Agli sfollati, comunque, è stata promessa una sistemazione alternativa nell'Aquilano oppure un contributo di autonoma sistemazione.
La cosa desta comunque preoccupazione, soprattutto tra i nuclei familiari economicamente svantaggiati.
E si aggiunge così alla precarietà un'altra incognita.
Novità in arrivo, invece, per i vigili del fuoco che operano nel cratere. Ieri il presidente della Regione e commissario delegato per la ricostruzione, di concerto con il capo dipartimento dei Vigili del Fuoco, Francesco Paolo Tronca, ha dato l'assenso per l'impiego di 120 unità per garantire la continuità operativa nelle zone colpite dal terremoto.
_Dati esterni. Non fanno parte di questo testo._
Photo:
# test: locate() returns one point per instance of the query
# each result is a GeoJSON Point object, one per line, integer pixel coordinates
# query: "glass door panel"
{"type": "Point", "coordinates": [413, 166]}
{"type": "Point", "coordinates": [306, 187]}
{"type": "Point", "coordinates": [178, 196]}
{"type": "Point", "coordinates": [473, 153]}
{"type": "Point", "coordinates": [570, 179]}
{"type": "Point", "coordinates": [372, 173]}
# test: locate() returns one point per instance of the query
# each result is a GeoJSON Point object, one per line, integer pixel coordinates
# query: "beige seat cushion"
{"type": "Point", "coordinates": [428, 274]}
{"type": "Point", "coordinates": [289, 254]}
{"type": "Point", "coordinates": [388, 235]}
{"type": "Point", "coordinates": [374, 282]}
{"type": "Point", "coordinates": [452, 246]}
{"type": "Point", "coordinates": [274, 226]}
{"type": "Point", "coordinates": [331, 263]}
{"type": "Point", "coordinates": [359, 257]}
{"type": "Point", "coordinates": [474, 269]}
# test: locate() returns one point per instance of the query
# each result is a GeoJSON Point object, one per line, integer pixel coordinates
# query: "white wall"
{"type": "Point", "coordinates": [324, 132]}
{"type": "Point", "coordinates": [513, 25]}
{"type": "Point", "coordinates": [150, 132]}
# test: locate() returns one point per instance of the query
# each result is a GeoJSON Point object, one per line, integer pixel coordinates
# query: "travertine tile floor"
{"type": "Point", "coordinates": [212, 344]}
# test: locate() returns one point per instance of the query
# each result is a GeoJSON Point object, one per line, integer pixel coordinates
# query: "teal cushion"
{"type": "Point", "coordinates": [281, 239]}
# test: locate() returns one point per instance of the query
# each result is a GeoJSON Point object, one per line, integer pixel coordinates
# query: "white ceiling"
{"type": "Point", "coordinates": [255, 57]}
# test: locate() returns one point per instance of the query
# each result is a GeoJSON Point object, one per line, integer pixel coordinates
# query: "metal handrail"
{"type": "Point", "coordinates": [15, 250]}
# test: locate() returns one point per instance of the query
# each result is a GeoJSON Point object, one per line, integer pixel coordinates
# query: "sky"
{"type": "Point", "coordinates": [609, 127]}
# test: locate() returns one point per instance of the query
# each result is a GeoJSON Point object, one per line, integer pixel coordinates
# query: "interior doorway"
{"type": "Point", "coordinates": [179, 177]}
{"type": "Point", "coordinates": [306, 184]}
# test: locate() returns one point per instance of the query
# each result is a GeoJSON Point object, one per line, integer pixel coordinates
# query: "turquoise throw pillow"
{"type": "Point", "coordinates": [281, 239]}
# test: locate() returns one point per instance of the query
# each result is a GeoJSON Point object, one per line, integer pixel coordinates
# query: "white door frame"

Nella riunione tenutasi ieri presso il Dipartimento della Protezione Civile a Roma è stata concordata dallo stesso Commissario la norma che consente l'autorizzazione alla costituzione di apposita “Struttura di Missione” del Corpo, con la relativa copertura finanziaria.
«I Vigili del Fuoco - afferma Chiodi – non lasciano le zone colpite dal terremoto, ma verrà soltanto sostituita l'attuale colonna mobile, adatta alla fase della più stretta emergenza, con una Struttura di Missione assolutamente idonea ai compiti operativi che il Corpo dei Vigili del Fuoco è ancora chiamato a compiere».
Nella stessa riunione romana è stata altresì garantita la proroga dell'impiego delle forze armate impegnate nell'operazione “Gran Sasso”.